Some far-right-leaning member states will live their fantasies of leading in a conservative framework against minority rights such as in Slovakia, Hungary, and Italy. EU member states might refuse to accept a large number of asylum seekers, limiting the number of immigrants’ access to the EU and restricting the Schengen rules and regulations to counter illegal migration from the south and east. We could witness some tight naval blockages on the northern coast of the Mediterranean and in the southern Balkan region.

The EU would decrease its foreign spending and mostly focus on the bloc’s competitiveness in sight of the US with the prospect of return of Trump and on the other hand, the autocratic beast of the east, China.

One more important topic that has been tackled recently is the defense and military capacity of the bloc against external factors, knowing that most EU leaders want to progress with a more autonomous defense strategy, uncuffing from the US military oversight. President Ursula Von der Leyen focused on her bid for a second term on how to transform the EU into a military power by appointing a new defense commissioner and joint defense spending for member states, more than her green transformation and climate policies. Manfred Weber, the leader of the European People’s Party (EPP) addressed the EU voters and said that the far-right parties are against their needs as they are the friends of Putin and Russia, and this is very worrisome for the EU’s defense and sovereignty.

Younger voters are mostly not xenophobic, anti-immigration, or anti-Islam, nor do they oppose green and sustainable policies, but they care about their countries and future. Most unsupported left-wing policies are the high influx of migration that goes at the expense of European taxpayers, and welfare state intervention, especially healthcare, housing, education, and income redistribution. These pushed young voters to support far-right charismatic leaders who might speak their language and promise economic proliferation and resolutions on these policies that concern them.

Conclusion

As the populist far-right campaigns have been analyzed, we can find a lot of common slogans and subjects. The main agenda that nearly all parties argue against is the immigration policy of the EU, the Islam influx in Europe, and the assistance to Ukraine. Other hot topics tackled by these parties are minority rights, abortion, and the fight against non-governmental organizations.

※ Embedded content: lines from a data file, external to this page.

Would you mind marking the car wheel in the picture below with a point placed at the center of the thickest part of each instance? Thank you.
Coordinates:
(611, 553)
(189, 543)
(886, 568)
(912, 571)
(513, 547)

Notably, these parties are attaining more and more publicity and support in their national states, but also it is expected that they secure a majority in the following EU parliamentary election this year and gain the power to shape the supranational body with what aligns with their policies and viewpoints. Some of the current events are giving these populist leaders launchpads to take advantage of, such as the ongoing farmers’ protests across Europe.